Noting that no new safety concerns about the birth-dose of the hepatitis B vaccine have emerged in the more than 30 years it’s been recommended, Pavia said there was “no particularly compelling” reason to revisit this recommendation.
“The committee did not offer a coherent reason for addressing this,” Pavia said. “Fortunately, they decided to delay a vote, but the discussion may sow confusion, and I fear that their deliberation is not over.”
Confusing COVID vaccine recommendations
Regarding the committee’s recommendations for who should receive updated COVID vaccines, Chu said she believes they were actually broader than what the Food and Drug Administration (FDA) approved, though the language of the voting questions were confusing.
In late August, the FDA approved the updated formulation of the COVID vaccines only for those 65 and older and for those aged 6 months to 64 years who are at high risk for severe disease. But in one of its votes, the ACIP essentially recommended the vaccines for everyone over 6 months of age based on shared clinical decision-making with providers. HHS later clarified in a statement that providers include doctor, nurses, and pharmacists, and that shared clinical decision-making allows for vaccines to be covered by insurance.
In practice, Chu said, that could mean that anyone 6 months and older who wants a COVID vaccine—or, for children, whose parents want vaccination—should be able to get one after discussion with a pharmacist or a provider about the risks and benefits.
“Theoretically, this should expand access to vaccines,” Chu said.
But both Chu and Pavia argued that the real-world application of this recommendation could be more complicated, since the ability of pharmacists to give vaccines varies by state.
“In some states, the ACIP vote will make it clear that pharmacists can feel comfortable giving the vaccine,” Pavia said. “In other states, they will look to the FDA, or they may look for documentation that a discussion has occurred with your provider.”
Pavia said this could result in doctors in states that require prescriptions for vaccines getting hundreds and hundreds of requests for an in-person or virtual consultation to get a prescription.
“This is an incredible burden on physicians and patients,” he said.
Concerns about a patchwork of recommendations
Several states have already taken action to ensure that people can get COVID vaccines without a prescription.

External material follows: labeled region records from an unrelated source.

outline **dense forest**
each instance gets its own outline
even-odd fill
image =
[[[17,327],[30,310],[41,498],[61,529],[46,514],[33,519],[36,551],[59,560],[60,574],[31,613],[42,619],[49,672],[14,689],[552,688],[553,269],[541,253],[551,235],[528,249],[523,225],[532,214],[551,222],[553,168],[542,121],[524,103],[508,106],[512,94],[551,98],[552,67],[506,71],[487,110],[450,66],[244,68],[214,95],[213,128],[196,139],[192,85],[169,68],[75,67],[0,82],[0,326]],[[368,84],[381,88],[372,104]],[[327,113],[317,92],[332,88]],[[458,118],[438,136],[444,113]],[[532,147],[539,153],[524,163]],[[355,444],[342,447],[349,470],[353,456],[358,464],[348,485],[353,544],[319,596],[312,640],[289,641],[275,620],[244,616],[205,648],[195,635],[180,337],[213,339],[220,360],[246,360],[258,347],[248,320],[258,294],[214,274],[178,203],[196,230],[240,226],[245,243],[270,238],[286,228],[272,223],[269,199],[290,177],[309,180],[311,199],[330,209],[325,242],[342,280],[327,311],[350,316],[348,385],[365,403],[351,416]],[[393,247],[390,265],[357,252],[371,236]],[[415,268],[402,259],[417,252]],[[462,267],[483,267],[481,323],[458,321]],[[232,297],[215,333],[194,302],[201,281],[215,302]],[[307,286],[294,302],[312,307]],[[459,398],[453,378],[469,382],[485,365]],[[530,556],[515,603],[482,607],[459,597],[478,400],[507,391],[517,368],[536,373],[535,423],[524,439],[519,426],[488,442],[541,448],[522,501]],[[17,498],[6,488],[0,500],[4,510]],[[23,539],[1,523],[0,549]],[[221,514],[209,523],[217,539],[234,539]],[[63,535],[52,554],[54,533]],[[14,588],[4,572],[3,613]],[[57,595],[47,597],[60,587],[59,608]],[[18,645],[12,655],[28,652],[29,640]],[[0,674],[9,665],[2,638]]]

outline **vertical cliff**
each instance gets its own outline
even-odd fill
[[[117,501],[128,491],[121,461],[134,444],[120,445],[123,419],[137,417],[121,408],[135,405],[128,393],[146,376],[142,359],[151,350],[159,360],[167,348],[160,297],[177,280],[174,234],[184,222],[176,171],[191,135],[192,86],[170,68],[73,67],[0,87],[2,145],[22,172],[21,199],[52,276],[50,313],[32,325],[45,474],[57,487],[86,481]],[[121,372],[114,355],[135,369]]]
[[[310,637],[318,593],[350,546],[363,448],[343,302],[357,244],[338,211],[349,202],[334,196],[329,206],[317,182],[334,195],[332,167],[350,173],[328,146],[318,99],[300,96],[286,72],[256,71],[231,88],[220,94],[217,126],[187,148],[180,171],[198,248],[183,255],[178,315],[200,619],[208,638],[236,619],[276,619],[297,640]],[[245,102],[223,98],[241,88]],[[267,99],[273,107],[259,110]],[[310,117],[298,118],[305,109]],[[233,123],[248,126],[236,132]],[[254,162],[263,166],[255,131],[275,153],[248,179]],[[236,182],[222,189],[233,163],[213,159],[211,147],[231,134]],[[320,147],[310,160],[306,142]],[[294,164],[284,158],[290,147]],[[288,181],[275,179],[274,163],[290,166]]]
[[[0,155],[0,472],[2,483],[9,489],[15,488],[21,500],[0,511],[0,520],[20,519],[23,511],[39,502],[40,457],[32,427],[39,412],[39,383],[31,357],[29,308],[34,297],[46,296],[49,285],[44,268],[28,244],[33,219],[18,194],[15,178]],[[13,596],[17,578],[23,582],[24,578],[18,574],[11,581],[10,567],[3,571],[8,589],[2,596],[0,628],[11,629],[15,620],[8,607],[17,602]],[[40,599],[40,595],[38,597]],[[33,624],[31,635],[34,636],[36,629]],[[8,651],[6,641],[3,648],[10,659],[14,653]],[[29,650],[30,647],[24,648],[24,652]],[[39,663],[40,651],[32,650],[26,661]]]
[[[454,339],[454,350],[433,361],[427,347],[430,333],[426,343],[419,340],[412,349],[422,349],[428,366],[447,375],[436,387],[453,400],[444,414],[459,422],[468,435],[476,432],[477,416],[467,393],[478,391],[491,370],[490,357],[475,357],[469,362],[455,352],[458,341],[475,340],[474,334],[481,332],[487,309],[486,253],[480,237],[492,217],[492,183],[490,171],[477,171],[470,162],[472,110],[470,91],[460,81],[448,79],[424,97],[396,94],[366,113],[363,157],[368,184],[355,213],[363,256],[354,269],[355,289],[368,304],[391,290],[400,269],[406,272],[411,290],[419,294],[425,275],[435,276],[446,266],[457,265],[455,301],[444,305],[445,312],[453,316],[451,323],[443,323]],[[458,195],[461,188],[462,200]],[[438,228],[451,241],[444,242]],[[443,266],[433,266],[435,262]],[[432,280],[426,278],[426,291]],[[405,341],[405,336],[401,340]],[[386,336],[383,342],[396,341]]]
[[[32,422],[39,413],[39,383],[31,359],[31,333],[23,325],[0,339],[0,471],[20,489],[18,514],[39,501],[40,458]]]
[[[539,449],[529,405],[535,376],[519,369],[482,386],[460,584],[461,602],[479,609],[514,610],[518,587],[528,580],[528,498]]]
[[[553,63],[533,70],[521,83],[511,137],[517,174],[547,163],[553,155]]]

Yesterday, the Minnesota Department of Health endorsed broader COVID-19 vaccine recommendations that have been issued by professional medical societies, including the American Academy of Pediatrics (AAP), the American Academy of Family Physicians (AAFP), and the American College of Obstetricians and Gynecologists (ACOG), and issued a standing order giving pharmacists the option to provide COVID vaccines to patients.
“We’re following the science, and the science is clear. COVID-19 vaccines prevent severe illness and death for people of all ages, and we want to ensure access to vaccination,” Minnesota Health Commissioner Brooke Cunningham, MD, PhD, said in a press release.
Pennsylvania ‘s Department of Health issued similar guidance, recommending that state residents follow immunization recommendations from the AAP, AAFP, and ACOG. That followed an order earlier this month that allowed pharmacists in the state to give COVID vaccines without a prescription.
Pavia said it’s helpful that states are taking action and looking to professional medical societies for evidence-based recommendations. But he’s concerned that this approach creates a “patchwork” whereby people get different messages in different states. He pointed out that, in Utah, for example, pharmacists are still unclear about how to proceed.
“It would be much better if we had a single, trusted voice that was speaking for everyone,” he said.